EDITORIAL: On the table

SpaceX neighbors weigh safety, fairness in offer

SpaceX continue their test on their Starhopper at Boca Chica Beach, successfully hovering 500 feet above the launch site and safely landing on the SpaceX Launch Pad on Tuesday, Aug. 27, 2019. (Miguel Roberts | The Brownsville Herald)

Plans for the SpaceX facility at Boca Chica Beach are evolving, and that could change the prospects for residents of Boca Chica Village, a housing community located less than two miles from the launch site.

That’s well within the three-mile safety zone NASA has imposed for its launch sites such as Cape Canaveral in Florida. That distance was set for the Saturn V rockets that sent the Apollo capsules to the moon. SpaceX plans more powerful rockets to propel ships to Mars. The company says those rockets will be tested and could even launch from the Boca Chica site, and they will require wider safety zones.

SpaceX last month sent letters to Boca Chica Village residents, offering to buy their property. At least some residents, however, have said they want to stay.

Initially, the letters gave residents two weeks to accept the offer, and said the stated terms were not negotiable. However, the term reportedly has been extended to allow time for new property valuations, which probably will affect the offered prices.

We hope the process will be fair and all sides deal in good faith, and that SpaceX will not ask Cameron County to invoke eminent domain — the forcible taking of the property, presumably for the greater public good — and force the residents from their homes.

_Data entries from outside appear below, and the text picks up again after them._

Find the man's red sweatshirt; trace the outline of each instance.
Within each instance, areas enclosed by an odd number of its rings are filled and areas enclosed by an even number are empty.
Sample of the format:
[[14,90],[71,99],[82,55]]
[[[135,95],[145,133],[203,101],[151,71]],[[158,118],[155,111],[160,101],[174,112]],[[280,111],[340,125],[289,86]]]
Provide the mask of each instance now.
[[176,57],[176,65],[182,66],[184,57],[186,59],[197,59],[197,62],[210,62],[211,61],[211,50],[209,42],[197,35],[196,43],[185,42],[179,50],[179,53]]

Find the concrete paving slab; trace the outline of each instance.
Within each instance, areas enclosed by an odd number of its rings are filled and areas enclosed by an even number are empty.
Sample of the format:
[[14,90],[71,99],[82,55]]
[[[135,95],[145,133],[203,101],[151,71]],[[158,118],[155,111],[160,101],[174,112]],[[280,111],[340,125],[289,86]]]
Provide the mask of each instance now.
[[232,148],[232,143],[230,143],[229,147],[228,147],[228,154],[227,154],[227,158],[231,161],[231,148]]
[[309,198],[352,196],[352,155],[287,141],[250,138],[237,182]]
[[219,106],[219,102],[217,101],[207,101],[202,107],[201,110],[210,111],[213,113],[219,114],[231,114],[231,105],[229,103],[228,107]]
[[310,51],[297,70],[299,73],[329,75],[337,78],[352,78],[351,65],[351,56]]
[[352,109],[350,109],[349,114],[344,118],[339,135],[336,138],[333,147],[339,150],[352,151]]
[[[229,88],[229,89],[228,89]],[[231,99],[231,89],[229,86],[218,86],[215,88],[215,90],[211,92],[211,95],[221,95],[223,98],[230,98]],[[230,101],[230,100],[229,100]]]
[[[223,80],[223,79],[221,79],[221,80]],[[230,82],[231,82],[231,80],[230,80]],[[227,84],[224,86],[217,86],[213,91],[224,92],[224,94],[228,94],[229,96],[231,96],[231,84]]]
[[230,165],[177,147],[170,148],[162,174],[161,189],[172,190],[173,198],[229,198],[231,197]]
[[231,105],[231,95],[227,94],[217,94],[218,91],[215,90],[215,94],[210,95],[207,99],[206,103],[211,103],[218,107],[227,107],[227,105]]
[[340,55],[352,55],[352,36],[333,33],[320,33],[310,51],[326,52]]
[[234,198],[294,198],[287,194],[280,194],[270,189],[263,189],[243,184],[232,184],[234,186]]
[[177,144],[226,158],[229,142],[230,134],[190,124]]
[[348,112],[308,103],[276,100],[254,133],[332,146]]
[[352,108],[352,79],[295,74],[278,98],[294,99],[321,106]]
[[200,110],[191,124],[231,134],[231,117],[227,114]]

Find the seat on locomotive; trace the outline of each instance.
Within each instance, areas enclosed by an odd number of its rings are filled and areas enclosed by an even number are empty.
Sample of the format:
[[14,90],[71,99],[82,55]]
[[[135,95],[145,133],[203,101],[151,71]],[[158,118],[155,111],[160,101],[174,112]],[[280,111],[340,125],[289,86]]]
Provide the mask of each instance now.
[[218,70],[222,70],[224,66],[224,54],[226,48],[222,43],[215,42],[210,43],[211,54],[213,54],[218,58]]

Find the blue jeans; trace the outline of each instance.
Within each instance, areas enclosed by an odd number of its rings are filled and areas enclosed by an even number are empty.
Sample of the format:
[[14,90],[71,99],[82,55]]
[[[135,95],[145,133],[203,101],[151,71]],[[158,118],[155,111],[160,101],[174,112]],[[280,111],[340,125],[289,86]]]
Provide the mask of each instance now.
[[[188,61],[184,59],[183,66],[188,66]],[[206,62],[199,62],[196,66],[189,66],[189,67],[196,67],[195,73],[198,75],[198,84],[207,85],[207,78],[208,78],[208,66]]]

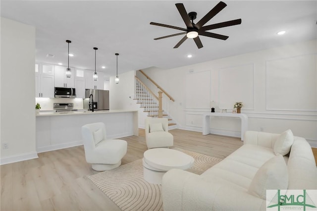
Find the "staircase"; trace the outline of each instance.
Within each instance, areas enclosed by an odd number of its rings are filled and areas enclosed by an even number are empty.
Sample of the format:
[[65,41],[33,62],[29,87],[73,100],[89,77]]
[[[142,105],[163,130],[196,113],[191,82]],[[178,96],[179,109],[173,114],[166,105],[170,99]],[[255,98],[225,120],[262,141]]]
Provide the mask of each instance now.
[[[148,116],[158,118],[160,114],[159,98],[160,96],[161,102],[162,92],[160,92],[160,92],[158,92],[158,97],[136,76],[135,76],[135,78],[136,90],[134,95],[135,98],[133,100],[137,101],[137,104],[140,104],[140,107],[144,108],[143,112],[148,112]],[[161,108],[160,110],[162,112],[162,117],[168,118],[169,126],[176,125],[176,123],[173,122],[172,119],[169,118],[168,115],[163,112],[164,111],[161,109]]]

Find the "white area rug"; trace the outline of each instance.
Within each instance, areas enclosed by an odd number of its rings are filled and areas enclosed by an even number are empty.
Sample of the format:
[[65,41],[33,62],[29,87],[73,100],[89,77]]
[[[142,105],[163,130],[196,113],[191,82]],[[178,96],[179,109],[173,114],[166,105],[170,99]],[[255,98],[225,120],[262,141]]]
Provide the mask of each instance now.
[[[186,170],[197,174],[222,160],[179,148],[173,149],[194,158],[194,164]],[[149,183],[143,179],[142,159],[88,178],[123,211],[163,210],[161,185]]]

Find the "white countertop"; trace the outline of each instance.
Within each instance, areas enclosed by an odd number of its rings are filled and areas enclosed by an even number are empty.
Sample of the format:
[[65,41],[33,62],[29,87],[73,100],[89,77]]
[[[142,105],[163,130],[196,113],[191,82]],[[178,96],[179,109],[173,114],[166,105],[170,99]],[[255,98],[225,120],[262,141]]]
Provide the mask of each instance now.
[[64,115],[82,115],[82,114],[98,114],[106,113],[120,113],[125,112],[134,112],[138,111],[137,110],[95,110],[92,112],[90,110],[81,110],[76,111],[40,111],[39,113],[36,114],[36,116],[61,116]]

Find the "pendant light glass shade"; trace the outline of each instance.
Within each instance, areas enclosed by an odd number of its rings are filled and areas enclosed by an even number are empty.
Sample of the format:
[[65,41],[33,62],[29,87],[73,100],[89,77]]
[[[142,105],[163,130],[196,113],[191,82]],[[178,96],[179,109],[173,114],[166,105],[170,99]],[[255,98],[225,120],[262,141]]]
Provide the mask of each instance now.
[[95,72],[94,73],[93,78],[94,79],[94,81],[97,81],[98,80],[98,75],[97,75],[97,73],[96,72]]
[[98,49],[94,48],[94,50],[95,50],[95,72],[93,75],[93,78],[94,81],[97,81],[98,80],[98,75],[97,75],[97,72],[96,71],[96,51],[98,50]]
[[115,76],[115,79],[114,79],[114,81],[115,81],[116,84],[119,83],[119,77],[118,77],[117,75]]
[[71,41],[70,40],[66,40],[66,42],[68,44],[68,53],[67,53],[68,61],[67,68],[66,68],[66,77],[70,78],[71,77],[71,70],[69,68],[69,44],[71,43]]
[[71,77],[71,70],[69,67],[66,68],[66,77],[70,78]]
[[114,79],[114,81],[115,82],[116,84],[118,84],[119,83],[119,77],[118,76],[118,55],[119,55],[119,53],[116,53],[115,54],[115,55],[117,56],[117,74],[115,76],[115,78]]

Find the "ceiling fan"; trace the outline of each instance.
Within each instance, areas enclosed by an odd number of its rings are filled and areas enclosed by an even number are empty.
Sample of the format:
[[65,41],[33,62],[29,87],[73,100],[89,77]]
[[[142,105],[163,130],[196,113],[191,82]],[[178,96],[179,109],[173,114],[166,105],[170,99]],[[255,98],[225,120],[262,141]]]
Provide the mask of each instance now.
[[180,46],[185,40],[187,39],[187,38],[194,39],[194,41],[197,46],[197,47],[199,49],[203,48],[203,44],[202,44],[202,42],[198,36],[199,35],[225,40],[228,39],[229,37],[228,36],[212,33],[207,32],[206,31],[218,29],[219,28],[226,27],[227,26],[233,26],[241,23],[241,19],[240,18],[204,26],[204,25],[209,21],[210,19],[212,18],[213,16],[218,14],[219,12],[221,11],[222,9],[227,6],[227,4],[222,1],[220,1],[218,3],[217,5],[211,9],[196,24],[195,24],[193,22],[194,20],[196,18],[196,16],[197,15],[196,12],[190,12],[187,14],[187,12],[186,12],[186,10],[185,9],[184,4],[180,3],[176,3],[175,5],[179,12],[179,13],[180,14],[181,16],[182,16],[182,18],[183,18],[183,20],[184,20],[184,22],[186,25],[187,28],[185,29],[184,28],[178,27],[177,26],[173,26],[169,25],[162,24],[161,23],[155,23],[153,22],[150,23],[151,25],[155,25],[156,26],[162,26],[163,27],[170,28],[172,29],[184,31],[184,32],[158,37],[154,39],[155,40],[157,40],[161,39],[167,38],[168,37],[186,34],[180,41],[179,41],[176,45],[174,47],[174,49],[178,48],[179,46]]

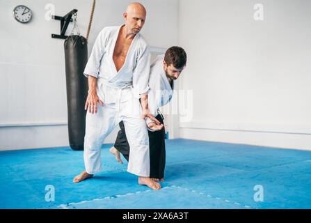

The letter states that in addition to a purchase price the company says is above appraised value, sellers will receive VIP access to view launches from within the protected SpaceX facility.

Currently, the residents are being asked to evacuate the area for rocket tests, and there are many reasons why that evacuation is needed. The first and most obvious is the danger of possible failure. A rocket explosion could destroy the homes — not only from the concussion but from shrapnel.

Even successful launches pose dangers, as we found when flames from a July 25 rocket test ignited a brushfire that burned 100 acres nearby.

Fire isn’t the only concern. The homes face possible damage from the pressure from both the exhaust and the noise. The rockets produce more than 200 decibels of sound; 140 dB produces physical pain, and at higher levels sound waves actually are felt as shock waves that can damage buildings.

Longtime Rio Grande Valley residents might remember seismic testing that a gas company conducted in the area a little more than a decade ago. Those tests cracked walls, shattered windows and loosened foundations.

Those seismic “thumps” pale in comparison to the shock waves a rocket launch produces.

Residents of Boca Chica Village, which originally was known as Kopernik Shores, have endured a lot over the years. The subdivision was build decades ago, too far out to receive utility service, and residents even had to endure years of truckedin water after their tank collapsed. Forced removal would be a final indignity that the residents don’t deserve.

We hope their dealings with SpaceX over their future, whatever it might be, are constructive and beneficial for all concerned.